WhatsApp is currently working on developing an in-app speech recognition and automatic transcription system for the iOS app’s voice message feature, according to WhatsApp Beta Info, the publication that broke the news earlier this month.
In response to WhatsApp Beta Info’s report, WhatsApp has since confirmed that the function is currently in the very early stages of development. The introduction of an in-app transcription feature is a major upgrade for the app, as WhatsApp users currently must use third-party apps to transcribe voice messages in the app.
As WhatsApp Beta Info reports, users will have to opt-in to the automatic transcription function. Voice messages will be processed and transcribed using speech recognition systems developed by Apple, rather than WhatsApp’s parent company Facebook. According to WhatsApp Beta Info, data will be used to refine and improve Apple’s speech recognition software. WhatsApp stated that end-to-end encryption will protect user data, in order to ensure each user’s privacy; voice messages will not be linked to a user’s identity.
Once a voice message has been transcribed, the transcription will be saved to the user’s device, so users can view the same transcription multiple times, without having to “re-transcribe” a single voice message. Additionally, the transcription feature will also allow users to skip to specific parts of a voice message simply by tapping on a given word.
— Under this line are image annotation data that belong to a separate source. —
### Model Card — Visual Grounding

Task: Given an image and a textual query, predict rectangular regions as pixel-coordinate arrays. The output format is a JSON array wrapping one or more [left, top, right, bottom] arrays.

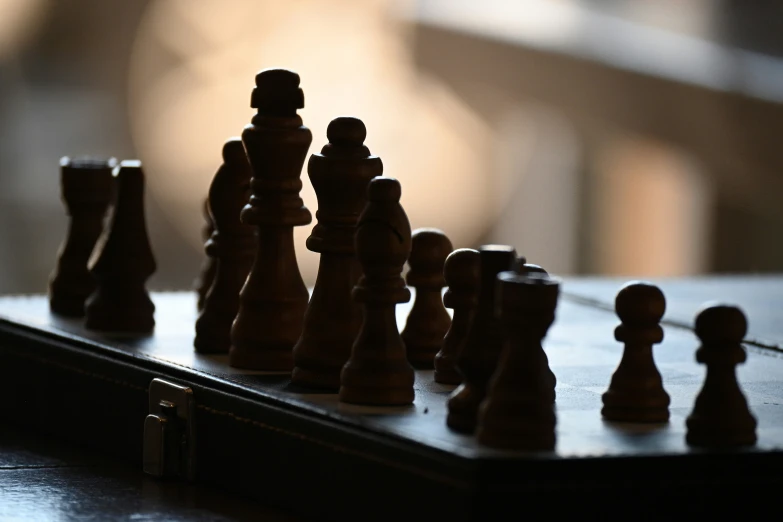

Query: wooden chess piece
[[476, 271, 560, 451], [85, 160, 156, 334], [402, 228, 453, 369], [515, 257, 557, 399], [446, 245, 517, 433], [193, 198, 217, 311], [685, 304, 756, 448], [516, 258, 548, 275], [601, 281, 669, 422], [291, 117, 383, 391], [229, 69, 313, 371], [434, 248, 481, 384], [49, 157, 117, 317], [339, 177, 414, 406], [193, 138, 257, 353]]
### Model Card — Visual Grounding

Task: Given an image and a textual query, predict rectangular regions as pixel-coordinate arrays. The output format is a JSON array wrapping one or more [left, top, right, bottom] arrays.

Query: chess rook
[[402, 228, 453, 369], [685, 305, 756, 448], [193, 196, 217, 311], [193, 138, 257, 353], [49, 157, 117, 317], [434, 248, 481, 384], [291, 117, 383, 391], [85, 160, 156, 334], [339, 177, 414, 406], [229, 69, 313, 371], [446, 245, 517, 433], [476, 271, 560, 451], [601, 281, 669, 422]]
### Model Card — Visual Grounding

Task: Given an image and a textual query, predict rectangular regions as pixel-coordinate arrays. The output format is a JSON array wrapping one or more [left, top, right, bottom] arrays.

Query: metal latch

Currently, it appears that WhatsApp is only developing the function for iOS users. WhatsApp Beta Info noted that there are no indications that transcription will be made available for Android users.
While voice messages will not be processed using software developed by Facebook, WhatsApp’s parent company has also been involved in speech recognition developments of its own as of late.
Earlier this summer, Facebook announced the development of wav2vec-Unsupervised, an artificial intelligence system that doesn’t utilize any pre-transcribed speech to develop speech recognition models. This capability is particularly notable as it allows for the creation of speech recognition or transcription models for languages that have not been heavily researched by phoneticians or computational linguists, making the software more accessible for these languages.